Overdenking | Van de HEER is de aarde

Overdenking Biddag 13 maart 2024 (over Psalm 24)

Overdenking

1

‘Van de HEER is de aarde’. Dat is de boodschap die we vanavond proeven voordat we gaan bidden. In de voorbereiding van deze overdenking heb ik me laten inspireren door een korte video van 2 minuten die we nu gaan bekijken.

Grond. Wat boeiend dat er een theologisch onderzoekstraject is gestart over zo’n concreet thema. De grond die wij bewonen, bewerken en verzorgen.

Hoe verhoud jij je tot de grond? Wie bezit er een eigen stukje grond (dat kan dus ook gewoon je tuin zijn)?

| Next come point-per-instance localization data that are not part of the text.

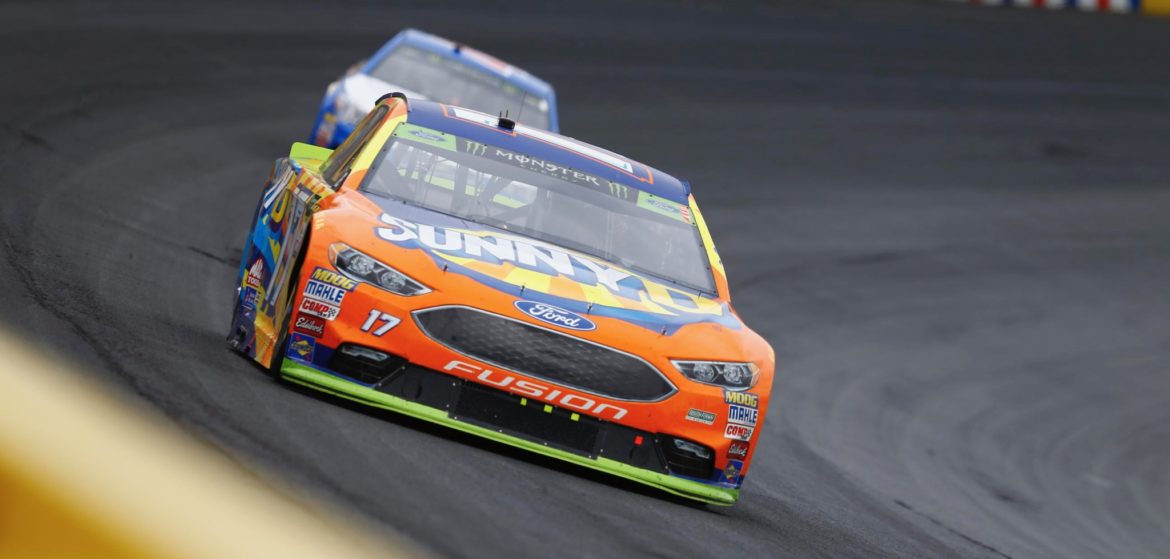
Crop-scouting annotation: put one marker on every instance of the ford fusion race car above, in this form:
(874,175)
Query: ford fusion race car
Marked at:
(425,66)
(511,283)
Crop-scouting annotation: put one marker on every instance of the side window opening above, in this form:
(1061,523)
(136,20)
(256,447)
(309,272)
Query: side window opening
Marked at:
(337,166)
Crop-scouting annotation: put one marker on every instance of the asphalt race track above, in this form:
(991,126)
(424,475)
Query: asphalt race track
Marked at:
(952,223)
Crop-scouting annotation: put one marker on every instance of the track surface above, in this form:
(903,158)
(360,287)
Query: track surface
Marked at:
(950,221)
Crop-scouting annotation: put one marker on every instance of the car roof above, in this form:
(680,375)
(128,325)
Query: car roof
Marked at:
(550,146)
(467,55)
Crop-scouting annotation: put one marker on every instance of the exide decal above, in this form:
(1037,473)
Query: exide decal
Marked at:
(529,388)
(301,347)
(255,277)
(555,316)
(737,432)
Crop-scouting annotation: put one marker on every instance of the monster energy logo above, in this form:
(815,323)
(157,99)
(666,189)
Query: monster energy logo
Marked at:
(619,191)
(475,147)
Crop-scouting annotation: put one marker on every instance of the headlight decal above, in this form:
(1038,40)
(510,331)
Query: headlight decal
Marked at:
(363,268)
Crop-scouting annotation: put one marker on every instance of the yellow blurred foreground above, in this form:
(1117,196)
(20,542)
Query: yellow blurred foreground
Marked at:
(82,475)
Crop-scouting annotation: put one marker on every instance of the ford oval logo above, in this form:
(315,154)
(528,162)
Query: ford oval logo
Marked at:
(555,316)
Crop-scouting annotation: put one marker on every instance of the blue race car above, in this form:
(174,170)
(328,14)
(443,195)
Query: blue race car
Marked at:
(425,66)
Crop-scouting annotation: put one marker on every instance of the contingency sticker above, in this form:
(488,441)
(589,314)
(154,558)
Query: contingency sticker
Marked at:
(663,206)
(301,347)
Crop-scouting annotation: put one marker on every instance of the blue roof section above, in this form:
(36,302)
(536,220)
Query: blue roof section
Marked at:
(467,55)
(550,146)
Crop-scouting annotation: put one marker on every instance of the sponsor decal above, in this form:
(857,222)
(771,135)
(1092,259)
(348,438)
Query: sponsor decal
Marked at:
(700,416)
(250,297)
(741,398)
(334,278)
(255,275)
(738,449)
(534,256)
(555,316)
(318,309)
(733,473)
(324,292)
(301,347)
(742,415)
(309,325)
(530,388)
(737,432)
(514,263)
(426,136)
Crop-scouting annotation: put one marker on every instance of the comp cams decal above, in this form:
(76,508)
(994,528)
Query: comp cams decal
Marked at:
(700,416)
(555,316)
(324,294)
(737,432)
(742,415)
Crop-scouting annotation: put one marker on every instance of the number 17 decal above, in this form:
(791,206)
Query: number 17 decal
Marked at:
(391,321)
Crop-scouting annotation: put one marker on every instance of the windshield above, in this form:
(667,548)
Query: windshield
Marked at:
(543,200)
(449,81)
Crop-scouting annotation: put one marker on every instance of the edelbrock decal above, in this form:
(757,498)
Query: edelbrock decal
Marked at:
(701,416)
(556,316)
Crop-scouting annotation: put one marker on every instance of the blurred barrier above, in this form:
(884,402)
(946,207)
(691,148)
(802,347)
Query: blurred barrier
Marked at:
(1161,7)
(83,475)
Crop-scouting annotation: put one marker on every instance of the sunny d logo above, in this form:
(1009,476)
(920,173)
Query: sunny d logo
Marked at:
(555,316)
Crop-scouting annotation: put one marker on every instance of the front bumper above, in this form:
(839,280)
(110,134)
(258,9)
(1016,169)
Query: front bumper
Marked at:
(468,407)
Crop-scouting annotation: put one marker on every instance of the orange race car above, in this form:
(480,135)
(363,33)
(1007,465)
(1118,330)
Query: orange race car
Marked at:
(511,283)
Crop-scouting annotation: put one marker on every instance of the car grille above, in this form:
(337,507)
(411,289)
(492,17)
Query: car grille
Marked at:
(544,353)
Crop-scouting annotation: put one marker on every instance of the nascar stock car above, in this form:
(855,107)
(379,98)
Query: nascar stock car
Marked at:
(425,66)
(511,283)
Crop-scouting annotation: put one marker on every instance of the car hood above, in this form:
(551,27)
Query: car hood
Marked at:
(364,90)
(538,271)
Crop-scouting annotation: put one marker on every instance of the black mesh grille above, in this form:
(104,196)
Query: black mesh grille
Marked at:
(543,353)
(685,463)
(531,419)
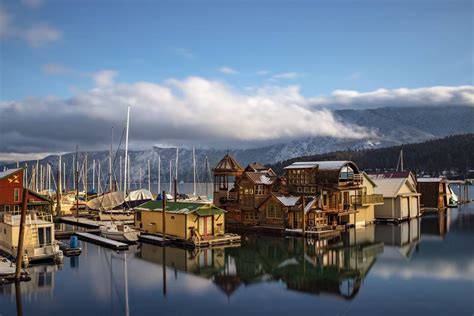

Wie van jullie heeft de afgelopen weken al met de handen in de aarde zitten wroeten? Zo niet, dan heb ik hier voor in de kerk een bakje aarde, om je handen even vuil te maken.

Het is best bijzonder dat de grond waarop we leven vaak niet meer is dan het decor van ons leven, de onmisbare bodem waarop we lopen, maar waar we verder maar weinig aandacht aan besteden. De grond, de aarde lijkt soms alleen maar een gebruiksvoorwerp, het onopvallende decor van het toneelstuk van ons dagelijkse leven.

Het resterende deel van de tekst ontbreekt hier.